Calsequestrin determines the functional size and stability of cardiac intracellular calcium stores: Mechanism for hereditary arrhythmia.

Calsequestrin is a high-capacity Ca-binding protein expressed inside the sarcoplasmic reticulum (SR), an intracellular Ca release and storage organelle in muscle. Mutations in the cardiac calsequestrin gene (CSQ2) have been linked to arrhythmias and sudden death. We have used Ca-imaging and patch-clamp methods in combination with adenoviral gene transfer strategies to explore the function of CSQ2 in adult rat heart cells. By increasing or decreasing CSQ2 levels, we showed that CSQ2 not only determines the Ca storage capacity of the SR but also positively controls the amount of Ca released from this organelle during excitation-contraction coupling. CSQ2 controls Ca release by prolonging the duration of Ca fluxes through the SR Ca-release sites. In addition, the dynamics of functional restitution of Ca-release sites after Ca discharge were prolonged when CSQ2 levels were elevated and accelerated in the presence of lowered CSQ2 protein levels.

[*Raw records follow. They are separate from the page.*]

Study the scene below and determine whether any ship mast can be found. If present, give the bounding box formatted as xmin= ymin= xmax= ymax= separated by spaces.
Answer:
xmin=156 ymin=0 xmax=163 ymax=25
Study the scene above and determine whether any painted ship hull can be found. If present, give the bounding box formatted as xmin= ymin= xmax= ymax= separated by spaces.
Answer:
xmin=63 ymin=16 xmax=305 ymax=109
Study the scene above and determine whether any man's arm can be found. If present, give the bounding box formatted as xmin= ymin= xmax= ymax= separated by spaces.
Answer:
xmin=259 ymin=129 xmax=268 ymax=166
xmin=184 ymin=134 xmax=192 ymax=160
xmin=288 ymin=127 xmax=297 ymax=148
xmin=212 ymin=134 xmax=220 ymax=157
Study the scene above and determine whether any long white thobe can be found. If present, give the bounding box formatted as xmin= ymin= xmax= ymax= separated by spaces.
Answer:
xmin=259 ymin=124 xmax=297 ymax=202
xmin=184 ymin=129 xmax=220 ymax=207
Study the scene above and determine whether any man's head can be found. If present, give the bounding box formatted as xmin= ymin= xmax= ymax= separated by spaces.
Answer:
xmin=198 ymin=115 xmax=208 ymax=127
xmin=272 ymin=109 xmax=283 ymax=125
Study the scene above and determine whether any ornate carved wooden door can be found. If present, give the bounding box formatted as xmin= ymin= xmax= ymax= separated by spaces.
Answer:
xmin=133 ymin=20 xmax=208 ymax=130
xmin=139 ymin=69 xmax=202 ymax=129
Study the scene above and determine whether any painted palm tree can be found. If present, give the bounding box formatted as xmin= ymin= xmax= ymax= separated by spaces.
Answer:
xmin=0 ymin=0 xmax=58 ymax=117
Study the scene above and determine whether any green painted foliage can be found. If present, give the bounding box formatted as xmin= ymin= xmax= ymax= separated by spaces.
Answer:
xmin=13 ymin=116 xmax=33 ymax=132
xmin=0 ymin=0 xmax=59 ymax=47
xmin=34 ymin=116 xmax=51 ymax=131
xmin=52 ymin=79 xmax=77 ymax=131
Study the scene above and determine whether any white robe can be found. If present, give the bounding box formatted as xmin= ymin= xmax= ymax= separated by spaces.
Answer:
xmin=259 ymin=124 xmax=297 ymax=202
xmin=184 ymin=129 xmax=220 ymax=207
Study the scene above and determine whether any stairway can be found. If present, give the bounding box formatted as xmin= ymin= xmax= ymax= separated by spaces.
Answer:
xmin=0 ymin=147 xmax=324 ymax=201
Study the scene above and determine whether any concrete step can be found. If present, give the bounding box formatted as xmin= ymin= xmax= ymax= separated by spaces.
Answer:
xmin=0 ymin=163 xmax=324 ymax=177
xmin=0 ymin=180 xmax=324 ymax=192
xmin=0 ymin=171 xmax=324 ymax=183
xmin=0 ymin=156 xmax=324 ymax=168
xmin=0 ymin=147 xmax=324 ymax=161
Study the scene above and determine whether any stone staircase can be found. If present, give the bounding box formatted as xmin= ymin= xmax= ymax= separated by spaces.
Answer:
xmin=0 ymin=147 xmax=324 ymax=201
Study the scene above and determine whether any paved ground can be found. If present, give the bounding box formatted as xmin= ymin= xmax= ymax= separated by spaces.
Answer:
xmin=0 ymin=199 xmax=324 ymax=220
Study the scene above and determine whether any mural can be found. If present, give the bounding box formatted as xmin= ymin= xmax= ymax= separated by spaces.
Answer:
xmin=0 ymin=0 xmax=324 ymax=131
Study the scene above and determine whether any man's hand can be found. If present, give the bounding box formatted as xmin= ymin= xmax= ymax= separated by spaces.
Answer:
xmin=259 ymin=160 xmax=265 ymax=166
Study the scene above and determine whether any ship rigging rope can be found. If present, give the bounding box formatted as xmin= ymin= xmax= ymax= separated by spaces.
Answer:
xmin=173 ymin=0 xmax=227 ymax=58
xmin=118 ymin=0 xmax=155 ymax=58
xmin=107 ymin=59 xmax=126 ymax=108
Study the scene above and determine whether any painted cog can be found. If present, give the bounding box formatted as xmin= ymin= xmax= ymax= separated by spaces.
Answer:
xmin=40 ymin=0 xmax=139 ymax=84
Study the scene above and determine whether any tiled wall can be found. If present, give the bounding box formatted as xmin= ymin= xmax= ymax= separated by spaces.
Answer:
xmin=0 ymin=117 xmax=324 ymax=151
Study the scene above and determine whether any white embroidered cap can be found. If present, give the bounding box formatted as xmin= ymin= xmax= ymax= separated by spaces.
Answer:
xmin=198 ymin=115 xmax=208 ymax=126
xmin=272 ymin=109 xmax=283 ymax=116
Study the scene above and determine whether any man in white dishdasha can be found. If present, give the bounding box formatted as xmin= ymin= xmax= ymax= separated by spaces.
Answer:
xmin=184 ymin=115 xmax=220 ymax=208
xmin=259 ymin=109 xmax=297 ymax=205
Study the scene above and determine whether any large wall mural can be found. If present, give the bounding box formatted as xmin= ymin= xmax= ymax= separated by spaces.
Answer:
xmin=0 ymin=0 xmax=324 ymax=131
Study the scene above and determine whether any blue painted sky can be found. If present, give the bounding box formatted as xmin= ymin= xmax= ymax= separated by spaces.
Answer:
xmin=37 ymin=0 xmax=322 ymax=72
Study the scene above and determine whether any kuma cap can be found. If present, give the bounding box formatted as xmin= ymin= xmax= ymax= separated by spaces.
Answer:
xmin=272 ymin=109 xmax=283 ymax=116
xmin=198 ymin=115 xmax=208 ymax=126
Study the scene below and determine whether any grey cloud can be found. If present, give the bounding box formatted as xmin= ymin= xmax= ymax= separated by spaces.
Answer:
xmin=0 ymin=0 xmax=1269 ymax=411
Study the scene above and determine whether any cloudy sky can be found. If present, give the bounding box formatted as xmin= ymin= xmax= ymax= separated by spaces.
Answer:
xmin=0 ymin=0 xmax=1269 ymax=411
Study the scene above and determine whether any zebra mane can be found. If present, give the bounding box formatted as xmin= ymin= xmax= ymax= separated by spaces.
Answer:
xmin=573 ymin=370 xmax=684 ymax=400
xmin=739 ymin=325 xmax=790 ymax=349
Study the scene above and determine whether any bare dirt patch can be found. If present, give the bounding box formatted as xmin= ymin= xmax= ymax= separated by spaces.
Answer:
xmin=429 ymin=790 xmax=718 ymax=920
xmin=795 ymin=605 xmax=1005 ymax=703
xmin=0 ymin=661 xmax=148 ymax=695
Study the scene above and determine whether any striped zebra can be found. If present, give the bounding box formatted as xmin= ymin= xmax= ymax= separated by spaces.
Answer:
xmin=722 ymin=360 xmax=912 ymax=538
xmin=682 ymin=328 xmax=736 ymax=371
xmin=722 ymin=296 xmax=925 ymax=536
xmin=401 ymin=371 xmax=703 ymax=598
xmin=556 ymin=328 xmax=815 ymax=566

Furthermore, profound disturbances in rhythmic Ca transients in myocytes undergoing periodic electrical stimulation were observed when CSQ2 levels were reduced. We conclude that CSQ2 is a key determinant of the functional size and stability of SR Ca stores in cardiac muscle. CSQ2 appears to exert its effects by influencing the local luminal Ca concentration-dependent gating of the Ca-release channels and by acting as both a reservoir and a sink for Ca in SR. The abnormal restitution of Ca-release channels in the presence of reduced CSQ2 levels provides a plausible explanation for ventricular arrhythmia associated with mutations of CSQ2.